In Ramallah, thousands of people marched from Yasser Arafat’s grave in Muqata to Clock Square, where singers sang nationalistic songs and politicians congratulated the hunger strikers on their victory.
Another Day of Protests
Hundreds made their way to Ofer prison, in the largest demonstration there yet. The Israeli army surrounded the protesters from three sides and fired large amounts of tear gas canisters, which forced the majority of protesters to remain at a distance from the jail.
Persistent protesters managed to get close to the soldiers and were chanting against the occupation, but had to scatter on more than one occasion when the soldiers brought out the skunk truck and began firing plastic covered steel bullets.

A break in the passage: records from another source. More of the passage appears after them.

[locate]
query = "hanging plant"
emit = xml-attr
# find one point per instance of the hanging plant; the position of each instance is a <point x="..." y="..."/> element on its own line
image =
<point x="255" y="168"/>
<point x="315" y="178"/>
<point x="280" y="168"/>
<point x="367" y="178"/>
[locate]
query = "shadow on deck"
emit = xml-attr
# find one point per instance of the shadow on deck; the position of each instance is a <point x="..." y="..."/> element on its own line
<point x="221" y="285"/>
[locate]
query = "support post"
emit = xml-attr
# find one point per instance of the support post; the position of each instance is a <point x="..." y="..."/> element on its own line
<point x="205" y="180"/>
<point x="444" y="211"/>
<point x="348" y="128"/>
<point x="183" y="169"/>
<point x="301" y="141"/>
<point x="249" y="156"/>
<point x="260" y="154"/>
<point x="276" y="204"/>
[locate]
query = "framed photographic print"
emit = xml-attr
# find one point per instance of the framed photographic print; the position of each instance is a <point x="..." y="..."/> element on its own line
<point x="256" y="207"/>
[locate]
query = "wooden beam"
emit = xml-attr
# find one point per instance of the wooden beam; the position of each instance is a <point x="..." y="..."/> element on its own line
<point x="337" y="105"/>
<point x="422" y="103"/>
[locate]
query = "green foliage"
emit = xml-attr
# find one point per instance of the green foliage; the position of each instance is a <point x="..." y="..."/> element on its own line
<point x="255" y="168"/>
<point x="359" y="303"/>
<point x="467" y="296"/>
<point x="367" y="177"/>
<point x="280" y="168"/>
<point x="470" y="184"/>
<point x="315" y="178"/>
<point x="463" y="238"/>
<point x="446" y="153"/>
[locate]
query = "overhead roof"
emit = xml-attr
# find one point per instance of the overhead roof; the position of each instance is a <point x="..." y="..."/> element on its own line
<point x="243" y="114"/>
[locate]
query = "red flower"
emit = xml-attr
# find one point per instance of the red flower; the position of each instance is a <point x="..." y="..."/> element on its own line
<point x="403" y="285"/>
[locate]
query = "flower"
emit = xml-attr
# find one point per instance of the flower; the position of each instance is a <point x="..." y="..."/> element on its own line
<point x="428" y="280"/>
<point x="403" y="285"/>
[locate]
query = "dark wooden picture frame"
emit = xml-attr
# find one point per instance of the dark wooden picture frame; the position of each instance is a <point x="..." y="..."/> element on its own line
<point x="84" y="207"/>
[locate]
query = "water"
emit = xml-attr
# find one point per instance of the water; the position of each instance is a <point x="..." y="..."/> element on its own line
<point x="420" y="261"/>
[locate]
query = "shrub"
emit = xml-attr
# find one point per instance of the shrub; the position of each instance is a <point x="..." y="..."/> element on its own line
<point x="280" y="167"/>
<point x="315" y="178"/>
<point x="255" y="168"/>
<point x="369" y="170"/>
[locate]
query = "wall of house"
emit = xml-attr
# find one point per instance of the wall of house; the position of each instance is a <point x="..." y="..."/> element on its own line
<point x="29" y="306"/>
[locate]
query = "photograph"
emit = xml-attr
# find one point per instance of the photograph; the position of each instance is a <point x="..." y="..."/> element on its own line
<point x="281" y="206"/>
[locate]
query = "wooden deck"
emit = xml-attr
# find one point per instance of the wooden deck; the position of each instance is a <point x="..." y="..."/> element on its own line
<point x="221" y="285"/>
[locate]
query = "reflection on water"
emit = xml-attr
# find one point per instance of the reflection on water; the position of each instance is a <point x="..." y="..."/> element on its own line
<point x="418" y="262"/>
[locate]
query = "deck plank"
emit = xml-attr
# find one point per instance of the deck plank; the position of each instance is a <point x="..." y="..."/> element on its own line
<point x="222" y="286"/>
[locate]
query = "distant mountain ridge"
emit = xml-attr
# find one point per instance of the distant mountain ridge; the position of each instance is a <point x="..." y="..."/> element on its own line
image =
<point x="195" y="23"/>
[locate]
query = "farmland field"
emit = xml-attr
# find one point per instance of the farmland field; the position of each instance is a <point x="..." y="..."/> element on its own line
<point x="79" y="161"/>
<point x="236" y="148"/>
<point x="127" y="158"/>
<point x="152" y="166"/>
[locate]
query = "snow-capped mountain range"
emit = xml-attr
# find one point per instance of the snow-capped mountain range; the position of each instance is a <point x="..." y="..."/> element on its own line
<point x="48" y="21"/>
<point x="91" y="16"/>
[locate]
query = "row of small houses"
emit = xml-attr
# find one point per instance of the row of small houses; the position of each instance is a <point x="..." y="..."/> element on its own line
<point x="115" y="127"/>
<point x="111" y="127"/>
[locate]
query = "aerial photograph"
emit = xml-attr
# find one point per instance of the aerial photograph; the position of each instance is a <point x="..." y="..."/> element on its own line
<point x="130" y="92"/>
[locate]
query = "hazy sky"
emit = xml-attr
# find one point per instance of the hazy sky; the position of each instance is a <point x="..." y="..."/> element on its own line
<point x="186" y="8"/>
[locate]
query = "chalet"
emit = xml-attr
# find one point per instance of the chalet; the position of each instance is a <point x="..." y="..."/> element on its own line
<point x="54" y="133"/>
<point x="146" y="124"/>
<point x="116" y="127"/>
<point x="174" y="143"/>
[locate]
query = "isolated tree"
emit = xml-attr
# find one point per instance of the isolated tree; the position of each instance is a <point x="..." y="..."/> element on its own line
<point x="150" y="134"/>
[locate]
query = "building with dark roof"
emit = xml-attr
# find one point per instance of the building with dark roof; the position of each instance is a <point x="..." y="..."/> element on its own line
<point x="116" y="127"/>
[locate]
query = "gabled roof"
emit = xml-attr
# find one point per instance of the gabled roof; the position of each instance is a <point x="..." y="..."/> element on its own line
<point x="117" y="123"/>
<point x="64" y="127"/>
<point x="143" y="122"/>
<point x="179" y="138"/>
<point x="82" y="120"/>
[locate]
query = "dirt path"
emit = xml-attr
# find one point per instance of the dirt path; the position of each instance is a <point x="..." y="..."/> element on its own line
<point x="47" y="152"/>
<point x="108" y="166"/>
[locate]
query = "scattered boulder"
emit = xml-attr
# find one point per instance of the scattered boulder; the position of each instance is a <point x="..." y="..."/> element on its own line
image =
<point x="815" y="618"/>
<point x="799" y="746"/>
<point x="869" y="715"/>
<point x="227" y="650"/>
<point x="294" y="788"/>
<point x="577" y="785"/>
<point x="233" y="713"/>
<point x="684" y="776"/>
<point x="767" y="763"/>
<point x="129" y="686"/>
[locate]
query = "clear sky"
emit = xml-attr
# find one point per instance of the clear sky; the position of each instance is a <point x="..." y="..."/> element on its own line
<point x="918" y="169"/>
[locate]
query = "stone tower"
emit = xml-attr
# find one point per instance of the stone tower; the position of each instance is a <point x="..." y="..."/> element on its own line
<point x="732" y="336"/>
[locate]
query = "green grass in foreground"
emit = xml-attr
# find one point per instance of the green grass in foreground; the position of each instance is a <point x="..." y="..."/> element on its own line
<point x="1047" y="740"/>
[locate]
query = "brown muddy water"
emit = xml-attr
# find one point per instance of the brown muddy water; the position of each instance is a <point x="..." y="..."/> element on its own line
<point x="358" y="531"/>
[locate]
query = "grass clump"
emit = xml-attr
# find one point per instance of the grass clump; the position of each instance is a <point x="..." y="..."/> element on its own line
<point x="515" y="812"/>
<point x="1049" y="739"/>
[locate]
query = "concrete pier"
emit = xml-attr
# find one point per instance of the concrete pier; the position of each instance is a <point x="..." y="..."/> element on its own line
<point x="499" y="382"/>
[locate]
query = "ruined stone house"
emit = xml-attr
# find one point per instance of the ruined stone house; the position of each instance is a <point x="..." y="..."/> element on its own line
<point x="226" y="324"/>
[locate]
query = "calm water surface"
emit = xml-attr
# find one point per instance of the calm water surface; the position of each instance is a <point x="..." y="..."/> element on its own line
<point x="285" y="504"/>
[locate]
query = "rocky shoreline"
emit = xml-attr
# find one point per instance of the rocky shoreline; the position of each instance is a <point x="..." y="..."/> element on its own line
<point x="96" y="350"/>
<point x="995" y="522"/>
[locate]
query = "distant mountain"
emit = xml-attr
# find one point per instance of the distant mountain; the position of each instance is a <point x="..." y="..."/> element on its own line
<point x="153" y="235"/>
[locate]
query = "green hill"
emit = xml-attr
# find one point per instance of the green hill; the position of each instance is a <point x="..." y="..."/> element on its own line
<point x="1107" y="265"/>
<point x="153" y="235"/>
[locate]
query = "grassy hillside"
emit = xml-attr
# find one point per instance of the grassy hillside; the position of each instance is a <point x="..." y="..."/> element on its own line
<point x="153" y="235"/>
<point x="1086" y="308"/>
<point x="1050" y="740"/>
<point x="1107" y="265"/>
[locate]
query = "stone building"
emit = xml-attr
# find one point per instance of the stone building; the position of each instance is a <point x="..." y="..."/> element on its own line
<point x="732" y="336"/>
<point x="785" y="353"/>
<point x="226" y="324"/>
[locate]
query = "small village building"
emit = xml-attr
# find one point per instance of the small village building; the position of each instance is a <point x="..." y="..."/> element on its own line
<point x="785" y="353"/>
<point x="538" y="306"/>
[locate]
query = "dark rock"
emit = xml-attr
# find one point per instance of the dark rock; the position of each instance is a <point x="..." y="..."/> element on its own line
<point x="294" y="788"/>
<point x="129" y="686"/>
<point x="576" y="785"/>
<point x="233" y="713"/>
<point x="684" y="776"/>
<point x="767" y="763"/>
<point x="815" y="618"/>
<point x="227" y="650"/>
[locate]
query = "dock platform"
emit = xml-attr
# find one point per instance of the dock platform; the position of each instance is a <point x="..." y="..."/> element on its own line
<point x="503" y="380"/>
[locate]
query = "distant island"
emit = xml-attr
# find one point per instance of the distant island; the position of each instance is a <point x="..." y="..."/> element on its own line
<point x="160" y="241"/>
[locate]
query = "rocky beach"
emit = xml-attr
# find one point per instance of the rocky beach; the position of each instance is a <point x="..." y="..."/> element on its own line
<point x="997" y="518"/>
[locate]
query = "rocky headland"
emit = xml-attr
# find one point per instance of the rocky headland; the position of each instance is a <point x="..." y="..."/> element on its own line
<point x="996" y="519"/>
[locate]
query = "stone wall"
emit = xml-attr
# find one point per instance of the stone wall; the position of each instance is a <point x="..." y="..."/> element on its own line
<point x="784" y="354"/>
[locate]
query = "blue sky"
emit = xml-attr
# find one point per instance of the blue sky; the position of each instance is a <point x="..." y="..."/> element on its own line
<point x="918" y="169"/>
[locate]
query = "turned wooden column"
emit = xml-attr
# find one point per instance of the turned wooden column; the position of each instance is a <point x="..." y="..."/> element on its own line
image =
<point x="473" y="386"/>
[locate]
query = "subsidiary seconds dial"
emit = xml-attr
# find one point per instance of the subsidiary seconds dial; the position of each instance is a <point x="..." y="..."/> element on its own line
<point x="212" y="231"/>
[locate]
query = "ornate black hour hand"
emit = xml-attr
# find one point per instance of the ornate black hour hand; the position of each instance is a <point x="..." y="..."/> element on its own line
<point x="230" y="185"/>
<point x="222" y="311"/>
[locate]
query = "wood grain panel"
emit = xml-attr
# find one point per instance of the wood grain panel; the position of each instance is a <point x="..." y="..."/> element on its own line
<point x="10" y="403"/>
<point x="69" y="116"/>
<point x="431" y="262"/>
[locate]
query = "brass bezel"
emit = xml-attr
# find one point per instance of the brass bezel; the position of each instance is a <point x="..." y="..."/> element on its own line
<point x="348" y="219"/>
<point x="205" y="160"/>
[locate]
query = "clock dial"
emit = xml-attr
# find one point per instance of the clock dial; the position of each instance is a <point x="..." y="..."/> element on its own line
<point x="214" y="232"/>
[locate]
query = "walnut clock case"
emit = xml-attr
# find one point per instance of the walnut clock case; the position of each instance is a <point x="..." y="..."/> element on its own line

At Qalandiya checkpoint, a smaller protest was quickly quelled by the Israeli army, and one man was taken immediately to hospital after being shot at with live ammunition.
In essence, it was just another protest at Ofer or Qalandiya, disconnected from the heavy inference that May 15 holds for Palestinians. The right of return assertions and chants were eclipsed by the general chants against the occupation, and occasionally for the prisoners whose cause is still not over yet.
The prospective spark for an uprising on Nakba Day did not happen, but the struggle remains. 4,600 prisoners still languish in Israeli jails, the right of return has not yet been achieved, and that the stage is still set for an uprising against the occupation.